ネギま Story Of XX 114時間目
『最終ステージ攻略開始』











だが、宮殿内部の敵はフェイトとセクスドゥムだけではない。
その代表格が、飛空艇不時着時に現れたザジ・レイニーデイの姉――仮称『ポヨ・レイニーデイ』だ。

「代替案などとふざけた事を――この世界には滅びしか残されていない…だからこそ魔法世界人を『永遠の楽園』に送る必要があるポヨ。
 にも拘らず、其れを否定しありもしない代替案を示すなど、其れこそこの世界に対する無慈悲な破壊に他ならないポヨ!」

彼女も魔法世界人として、この世界の行く末を憂い――その結果としてフェイト達に与することになった。
ザジが選んだ道とはまるで違うが、彼女にはこれこそが正解の道だったのだろう。

「確かにお前の言う通りかもしれないが…だが、何故魔法世界を救う手段がその1つしかないと決め付ける?
 あらゆる事象がそうだがな、1つの事柄には無限に分岐する『無限可能性』と言うものがある。
 その無限の可能性の中には、幾つもの『成功手段』が隠されているんだぞ?
 其れの発掘を行わずに最も短絡的な手段を行う――果たして無慈悲な破壊を撒き散らしているのは何方なんだろうな?」

「!!」

稼津斗の鋭い突込みにポヨも息がつまる……それだけ稼津斗の指摘は的を射た的確なモノだったのだ。
救済手段の限定化と、其れに固執した『救済活動』…其れを稼津斗とネギが見逃すはずはなかった。

「道を開けろ……お前は相手との力量差を見極める事が出来ない馬鹿ではないだろう?」

「…確かにそうポヨ…だが、矢張り貴方達の代替案は受け入れられない!
 お前達も、今ここで朽ちれば生きる事で発生するあらゆる枷から解放される…消えると良いポヨ!!」

だが、話し合いは予想通りに決裂!
ポヨは隠していた頭部の角を顕わにし、更にアーティファクトとは違う巨大な攻撃用召喚ユニットを展開して来た。

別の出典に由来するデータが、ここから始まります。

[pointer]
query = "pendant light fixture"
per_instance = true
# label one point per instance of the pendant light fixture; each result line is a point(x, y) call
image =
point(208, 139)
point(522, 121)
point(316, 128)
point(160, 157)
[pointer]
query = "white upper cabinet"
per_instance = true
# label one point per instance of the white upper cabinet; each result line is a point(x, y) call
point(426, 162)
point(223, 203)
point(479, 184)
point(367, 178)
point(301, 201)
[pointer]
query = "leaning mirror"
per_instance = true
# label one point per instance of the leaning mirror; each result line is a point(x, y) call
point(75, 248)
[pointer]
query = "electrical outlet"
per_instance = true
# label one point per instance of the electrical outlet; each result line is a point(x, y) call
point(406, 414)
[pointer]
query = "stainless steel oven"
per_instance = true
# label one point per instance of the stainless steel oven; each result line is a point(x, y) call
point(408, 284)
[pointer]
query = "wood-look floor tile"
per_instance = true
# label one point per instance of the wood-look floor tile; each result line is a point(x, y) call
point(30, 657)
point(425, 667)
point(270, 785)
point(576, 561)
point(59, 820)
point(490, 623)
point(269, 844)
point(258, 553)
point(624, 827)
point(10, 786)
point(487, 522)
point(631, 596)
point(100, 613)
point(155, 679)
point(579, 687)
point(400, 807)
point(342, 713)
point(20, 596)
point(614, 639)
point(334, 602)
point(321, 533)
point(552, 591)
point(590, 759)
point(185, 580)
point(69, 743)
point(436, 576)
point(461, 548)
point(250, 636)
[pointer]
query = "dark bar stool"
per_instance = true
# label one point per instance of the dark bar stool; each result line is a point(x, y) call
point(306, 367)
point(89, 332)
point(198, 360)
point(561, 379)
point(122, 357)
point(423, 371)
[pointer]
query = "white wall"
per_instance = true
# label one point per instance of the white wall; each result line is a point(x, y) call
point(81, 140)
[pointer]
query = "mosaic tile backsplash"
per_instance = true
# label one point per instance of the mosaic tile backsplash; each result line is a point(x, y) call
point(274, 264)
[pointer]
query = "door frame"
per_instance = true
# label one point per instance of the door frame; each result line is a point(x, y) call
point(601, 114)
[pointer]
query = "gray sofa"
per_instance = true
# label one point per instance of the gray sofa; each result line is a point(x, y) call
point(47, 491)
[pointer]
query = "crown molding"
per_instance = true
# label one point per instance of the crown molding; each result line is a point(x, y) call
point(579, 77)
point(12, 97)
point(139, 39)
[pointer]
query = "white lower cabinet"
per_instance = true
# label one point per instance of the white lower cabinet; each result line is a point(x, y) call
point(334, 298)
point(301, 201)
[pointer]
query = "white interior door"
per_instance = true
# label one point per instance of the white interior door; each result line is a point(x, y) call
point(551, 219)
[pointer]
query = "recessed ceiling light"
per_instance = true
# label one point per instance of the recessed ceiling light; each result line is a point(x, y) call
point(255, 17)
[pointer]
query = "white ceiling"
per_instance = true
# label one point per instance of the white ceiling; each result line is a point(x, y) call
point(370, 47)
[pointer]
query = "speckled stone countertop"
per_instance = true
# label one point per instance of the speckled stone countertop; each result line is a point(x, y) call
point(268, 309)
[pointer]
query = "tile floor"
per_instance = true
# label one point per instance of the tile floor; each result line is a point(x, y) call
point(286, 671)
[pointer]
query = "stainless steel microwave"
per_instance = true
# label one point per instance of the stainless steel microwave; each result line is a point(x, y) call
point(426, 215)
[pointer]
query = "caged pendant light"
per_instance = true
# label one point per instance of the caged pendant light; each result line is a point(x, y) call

無論この程度の相手の攻撃ならば、稼津斗とネギにとっては準備運動にもならないだろう――但し背後に控える仲間達が居なければだが。

『夢』に捕らわれた仲間達は未だ目覚めていない。
起きていれば防御や回避も出来るだろうが、グッスリ夢の世界に居るのでは其れは不可能だろう。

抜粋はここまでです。